A different type of feature is described in GB-A-1407065, which makes use of metamerism. The case describes the use of metameric pairs of inks appearing essentially the same under a first illuminant, such as natural sunlight, but different under a second illuminant having a different spectral energy distribution, for example produced by a tungsten filament lamp. The embodiments described within the patent are all designed to display metameric properties under differing visible light conditions.
WO-A-9840223 describes a method of printing an image that is invisible under normal lighting conditions but visible under UV illumination. The image visible under UV illumination comprises at least two different colours. The image visible under UV illumination may be the same as another image visible elsewhere on the document under normal lighting condition e.g. a portrait or photograph. It is a requirement of this case that the image viewable under UV illumination is not visible under normal lighting conditions, indeed the inks used are said to be invisible.
WO-A-0078556 describes a security document having both visible and invisible information characterised in that the invisible information is personalised. Particular examples are cited as printing invisible bar codes onto driving licences, passports and other documents intended to confirm a persons identity.
EP-A-1179807 describes an anti-fraud device for documents consisting of a support and at least two printed motifs affixed to the said support, distinguished in that one of the motifs contains an ink that responds to a given wavelength by emitting a specific colour and one other motif contains an ink that reacts to the same wavelength by emitting the same colour but also reacts to a second wavelength by emitting another colour.

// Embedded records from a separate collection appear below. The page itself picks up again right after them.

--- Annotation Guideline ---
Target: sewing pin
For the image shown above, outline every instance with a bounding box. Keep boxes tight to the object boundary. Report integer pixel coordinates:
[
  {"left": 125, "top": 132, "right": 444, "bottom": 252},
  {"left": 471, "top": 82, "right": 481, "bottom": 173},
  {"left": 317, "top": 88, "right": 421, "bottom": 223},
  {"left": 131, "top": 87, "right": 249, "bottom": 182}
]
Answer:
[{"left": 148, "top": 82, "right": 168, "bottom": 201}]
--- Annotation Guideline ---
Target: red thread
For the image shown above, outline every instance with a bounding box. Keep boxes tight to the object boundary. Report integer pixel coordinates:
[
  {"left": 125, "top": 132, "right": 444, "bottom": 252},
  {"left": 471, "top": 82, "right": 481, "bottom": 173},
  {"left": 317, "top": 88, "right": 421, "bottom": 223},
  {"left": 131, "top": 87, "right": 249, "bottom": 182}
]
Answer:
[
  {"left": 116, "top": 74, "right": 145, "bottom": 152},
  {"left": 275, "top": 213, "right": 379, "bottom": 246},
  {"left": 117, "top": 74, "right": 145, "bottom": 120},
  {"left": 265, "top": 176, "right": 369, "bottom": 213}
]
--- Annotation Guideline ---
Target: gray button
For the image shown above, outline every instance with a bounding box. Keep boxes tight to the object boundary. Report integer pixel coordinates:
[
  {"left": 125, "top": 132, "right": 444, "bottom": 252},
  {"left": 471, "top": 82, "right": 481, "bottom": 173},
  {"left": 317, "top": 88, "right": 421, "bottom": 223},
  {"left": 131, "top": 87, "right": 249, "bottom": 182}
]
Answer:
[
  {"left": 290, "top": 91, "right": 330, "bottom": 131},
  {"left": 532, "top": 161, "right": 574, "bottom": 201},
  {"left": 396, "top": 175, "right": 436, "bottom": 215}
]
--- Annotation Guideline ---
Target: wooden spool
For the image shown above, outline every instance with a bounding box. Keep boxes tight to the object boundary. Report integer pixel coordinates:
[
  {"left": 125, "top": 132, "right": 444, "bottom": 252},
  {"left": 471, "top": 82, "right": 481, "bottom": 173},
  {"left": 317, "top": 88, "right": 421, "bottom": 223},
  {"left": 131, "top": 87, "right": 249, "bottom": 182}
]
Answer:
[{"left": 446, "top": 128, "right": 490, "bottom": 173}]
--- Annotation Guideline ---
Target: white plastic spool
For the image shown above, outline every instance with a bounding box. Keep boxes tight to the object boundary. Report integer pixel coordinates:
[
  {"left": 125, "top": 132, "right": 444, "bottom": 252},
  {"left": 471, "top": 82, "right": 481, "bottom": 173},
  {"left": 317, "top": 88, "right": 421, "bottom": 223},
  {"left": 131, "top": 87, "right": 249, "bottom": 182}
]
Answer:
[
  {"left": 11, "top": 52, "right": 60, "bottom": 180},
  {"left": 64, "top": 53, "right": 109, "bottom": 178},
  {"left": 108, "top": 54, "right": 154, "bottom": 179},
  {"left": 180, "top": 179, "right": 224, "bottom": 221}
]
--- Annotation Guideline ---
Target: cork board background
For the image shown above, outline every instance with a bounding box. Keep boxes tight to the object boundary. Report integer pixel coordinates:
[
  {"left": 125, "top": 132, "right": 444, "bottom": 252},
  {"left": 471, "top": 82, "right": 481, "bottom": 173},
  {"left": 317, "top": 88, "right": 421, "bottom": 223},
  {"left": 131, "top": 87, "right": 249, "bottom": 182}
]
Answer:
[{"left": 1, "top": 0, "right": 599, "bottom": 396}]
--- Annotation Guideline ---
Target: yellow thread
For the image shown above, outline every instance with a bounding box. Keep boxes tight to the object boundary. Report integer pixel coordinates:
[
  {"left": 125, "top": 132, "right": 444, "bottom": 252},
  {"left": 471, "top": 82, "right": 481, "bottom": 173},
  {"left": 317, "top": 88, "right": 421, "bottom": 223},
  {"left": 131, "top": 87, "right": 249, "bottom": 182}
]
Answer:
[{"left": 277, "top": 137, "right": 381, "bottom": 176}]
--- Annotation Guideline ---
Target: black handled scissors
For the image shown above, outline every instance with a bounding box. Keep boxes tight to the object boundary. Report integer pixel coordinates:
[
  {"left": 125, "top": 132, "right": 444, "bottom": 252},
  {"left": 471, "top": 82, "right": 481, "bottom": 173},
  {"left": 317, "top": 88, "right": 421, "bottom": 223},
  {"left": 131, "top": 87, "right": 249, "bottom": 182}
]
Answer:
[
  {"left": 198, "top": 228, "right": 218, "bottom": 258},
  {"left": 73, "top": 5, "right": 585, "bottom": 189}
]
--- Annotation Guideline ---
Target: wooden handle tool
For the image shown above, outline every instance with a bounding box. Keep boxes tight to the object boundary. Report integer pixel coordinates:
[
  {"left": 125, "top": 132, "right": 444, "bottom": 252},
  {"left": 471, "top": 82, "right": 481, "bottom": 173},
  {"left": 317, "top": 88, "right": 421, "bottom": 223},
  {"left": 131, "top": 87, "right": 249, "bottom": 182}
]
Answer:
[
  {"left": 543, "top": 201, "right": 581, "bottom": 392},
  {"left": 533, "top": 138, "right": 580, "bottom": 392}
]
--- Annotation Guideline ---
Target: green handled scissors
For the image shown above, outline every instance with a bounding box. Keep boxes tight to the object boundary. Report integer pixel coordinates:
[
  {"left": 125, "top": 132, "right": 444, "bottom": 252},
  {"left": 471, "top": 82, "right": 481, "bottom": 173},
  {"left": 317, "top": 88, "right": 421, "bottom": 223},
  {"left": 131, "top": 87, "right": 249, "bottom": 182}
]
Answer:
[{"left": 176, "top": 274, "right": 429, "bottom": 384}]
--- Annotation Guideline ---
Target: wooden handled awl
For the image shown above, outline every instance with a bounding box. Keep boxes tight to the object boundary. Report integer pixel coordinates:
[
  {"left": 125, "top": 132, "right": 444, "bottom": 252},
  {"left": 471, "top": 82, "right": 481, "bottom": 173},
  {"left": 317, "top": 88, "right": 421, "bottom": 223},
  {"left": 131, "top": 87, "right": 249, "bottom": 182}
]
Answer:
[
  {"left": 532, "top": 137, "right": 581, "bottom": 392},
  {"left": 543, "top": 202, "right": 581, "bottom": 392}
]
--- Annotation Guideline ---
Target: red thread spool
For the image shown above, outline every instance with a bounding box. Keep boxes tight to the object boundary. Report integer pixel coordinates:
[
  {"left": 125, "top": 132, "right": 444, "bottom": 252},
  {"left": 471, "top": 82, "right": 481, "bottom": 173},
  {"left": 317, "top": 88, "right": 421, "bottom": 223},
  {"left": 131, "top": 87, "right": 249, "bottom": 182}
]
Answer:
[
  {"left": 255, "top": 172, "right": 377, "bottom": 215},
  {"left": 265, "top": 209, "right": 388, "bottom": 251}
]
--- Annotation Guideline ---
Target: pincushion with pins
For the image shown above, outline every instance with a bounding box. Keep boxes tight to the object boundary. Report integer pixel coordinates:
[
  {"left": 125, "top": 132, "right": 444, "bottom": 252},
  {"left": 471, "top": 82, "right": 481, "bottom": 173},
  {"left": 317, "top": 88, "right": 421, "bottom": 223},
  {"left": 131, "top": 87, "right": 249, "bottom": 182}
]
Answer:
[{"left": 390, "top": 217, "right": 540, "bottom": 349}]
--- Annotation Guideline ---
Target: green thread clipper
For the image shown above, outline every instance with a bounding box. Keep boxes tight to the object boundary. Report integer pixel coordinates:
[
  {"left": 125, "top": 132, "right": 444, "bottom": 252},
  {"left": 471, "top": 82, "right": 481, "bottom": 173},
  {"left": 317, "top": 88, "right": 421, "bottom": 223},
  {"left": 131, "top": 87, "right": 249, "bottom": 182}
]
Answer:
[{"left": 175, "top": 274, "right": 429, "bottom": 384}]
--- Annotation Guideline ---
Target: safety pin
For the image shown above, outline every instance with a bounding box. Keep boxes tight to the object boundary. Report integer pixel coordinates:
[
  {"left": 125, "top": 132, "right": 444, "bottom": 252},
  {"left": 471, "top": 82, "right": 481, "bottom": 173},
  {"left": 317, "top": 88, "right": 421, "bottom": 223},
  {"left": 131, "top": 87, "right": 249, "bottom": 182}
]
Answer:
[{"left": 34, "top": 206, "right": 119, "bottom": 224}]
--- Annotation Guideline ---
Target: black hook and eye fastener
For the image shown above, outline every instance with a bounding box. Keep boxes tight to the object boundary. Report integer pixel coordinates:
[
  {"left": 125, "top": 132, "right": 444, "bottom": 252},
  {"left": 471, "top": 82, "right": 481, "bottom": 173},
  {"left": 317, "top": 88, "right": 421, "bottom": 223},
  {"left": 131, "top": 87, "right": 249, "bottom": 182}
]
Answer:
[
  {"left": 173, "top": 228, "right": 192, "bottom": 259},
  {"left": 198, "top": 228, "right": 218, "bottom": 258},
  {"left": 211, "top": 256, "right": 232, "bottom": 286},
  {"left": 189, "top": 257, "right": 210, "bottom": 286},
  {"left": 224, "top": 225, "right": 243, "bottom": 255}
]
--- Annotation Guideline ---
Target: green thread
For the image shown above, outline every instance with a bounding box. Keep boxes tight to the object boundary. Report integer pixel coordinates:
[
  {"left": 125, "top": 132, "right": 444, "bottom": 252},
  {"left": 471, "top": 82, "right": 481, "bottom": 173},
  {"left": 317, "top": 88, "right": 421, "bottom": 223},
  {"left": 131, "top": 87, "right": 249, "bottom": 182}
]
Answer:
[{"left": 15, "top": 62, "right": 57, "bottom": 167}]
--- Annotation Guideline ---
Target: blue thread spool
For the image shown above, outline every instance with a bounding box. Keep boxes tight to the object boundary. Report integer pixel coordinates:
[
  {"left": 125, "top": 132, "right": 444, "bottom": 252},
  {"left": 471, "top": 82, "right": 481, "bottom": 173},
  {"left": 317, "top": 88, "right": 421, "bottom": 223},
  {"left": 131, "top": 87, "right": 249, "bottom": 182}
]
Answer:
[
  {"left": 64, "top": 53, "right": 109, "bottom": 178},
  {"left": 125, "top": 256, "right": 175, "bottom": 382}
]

EP-A-1179808 describes an anti-fraud device for documents consisting of a support and at least two printed motifs affixed to the said support, distinguished in that one of the motifs contains a first ink that responds to ultraviolet radiation of a given wavelength by emitting a specific colour and one other motif contains a second ink that responds to ultraviolet radiation of the same wavelength by emitting the same colour as the first ink, and the two inks, when subjected to ultraviolet radiation of a second wavelength, emit different colours from each other.